Books to Read While the Algae Grow in Your Fur, July 2005
Attention conservation notice: I have no taste.
- Erving Goffman, The
Presentation of Self in Everyday Life
- My mother has enthused about this book for as long as I can remember. (The
title was a family catch-phrase I often heard as boy.) She was, of course,
right...
- Brian
Stableford, The Last Days of the
Edge of the World
- A very charming little novel of the end of magic. (I can only imagine how
many volumes would be taken to tell this story nowadays.) " 'Vanity,' said the
mirror in tones of mild reproof, 'is not nice.' "
- Sebastiano
Timpanaro, On Materialism (London: New Left Books, 1976)
- (Not an actual quotation:) "Comrades?

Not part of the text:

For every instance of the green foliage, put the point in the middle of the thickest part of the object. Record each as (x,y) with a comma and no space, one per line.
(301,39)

We need to talk. I'm a European
scholar of the humanities and a revolutionary Marxist like the rest of you, but
I'm very concerned that you're all succumbing to bourgeois idealism — yes
I know you're calling it 'structuralism' now, and 'critical theory' and so
forth, but it's still the same old nonsense underneath. And no, pretending
that external reality is just a product of human praxis, rather than
of human thought, isn't an improvement. And you can't go on
dismissing every scientific attempt to understand how human beings work as
'vulgar materialism' or 'reductionism' forever, comrades, or else you'll just
end up looking ridiculous. After all, since Darwin we know that nature is
historical, and as materialists we should be committed to the
continuity of human and natural history, should we not? Comrades? Are any of
you listening to me at all?" (Evidently not.) — But I must
object: Anyone who takes seriously the prospect that the Earth will in the
distant future become incapable of supporting life (true enough!) has no
business dismissing interplanetary travel as "science fiction". More
importantly: it's hard for me to respect the political views of a
Leninist, especially when he talks, in the 1970s, about how capitalist
democracies are inevitably abandoning the "democracy" part and descending into
barbarism, and how the People's Republic of China represents a great hope. (If
this be social-democratic reformism, make the most of it.)
- Elizabeth Moon, The
Deed of Paksenarrion
- Or: Learning about courage from Dungeons & Dragons. I feel a bit
ashamed of enjoying a 1000-page novel which leans so heavily on the game that
(once upon a time) I could've told you which pages of the rule books to look
things up on, but it did pass the time, and once the story turned
darker, about two-thirds of the way through, gives a sense of the higher
quality of story-telling evident in Moon's latter science fiction novels. (So
far as I know, those owe nothing to any role-playing game.)
- Bernt Oksendal, Stochastic
Differential Equations: An Introduction with Applications
- One of ten Springer books I
picked up in Beijing, in apparently-authorized local reprint editions, for
about \$70 total. (I didn't have the gall to ask my hosts if they also called
Springer math books "the yellow peril".) It probably says something about me
that I'm excited to have finally found an SDE text which is compact, readable,
and connected to non-mathematical reality. Judging by the number of editions
it's gone through, many people have gotten here before me.
- Alan Furst, Dark
Star
- I have nothing to add to Brad
DeLong's remarks. Well, except that Furst reminds me of pre-war Ambler,
only with some sex (which is not really an improvement), and a certain
difference in tone which I can't help but feel comes from knowing how the war
is going to go — at once a bit more ironic and a bit more
complacent.
- Isabel Glass, Daughter
of Exile and The Divided Crown
- Half a recommendation. These read like Glass is trying to do something new
with heroic fantasy — it's definitely not, thank God, another generic
trek through fantasyland — and there's some good characterization and
invention. But parts of the plots were serious strechers, especially in the
second book (royal courts without factions? a king has magicians to serve him,
but when he starts a war he not only doesn't tell them, none of them know?).
Most of all, the language stayed too flat and prosaic for the magic to
be convincing — too much Poughkeepsie and not enough Elfland, as Le Guin
might say, and this didn't seem to be to make a point, say that not even
Elfland is Elfland. Still, parts were quite good (say the first half of the
first, and the portions of the second told from the viewpoints of the secondary
characters), and I'd read more. (Thanks to Holtzbrinck Publishers for the
unsolicited publicity copy of Divided Crown, which prompted me to
finally read them both.)
- A. Lee Martinez, Gil's
All Fright Diner
- B-movie monsters in middle-of-nowhere Texas foil a break-out from what
Terry Pratchett would call the dungeon dimensions. Very funny.
- Charlie
Stross, The
Family Trade
- Trust a Scotsman to see the ability to move between time-lines as
a business opportunity. Actually, this was quite good, and I'm very
impatient to lay my hands on the sequel.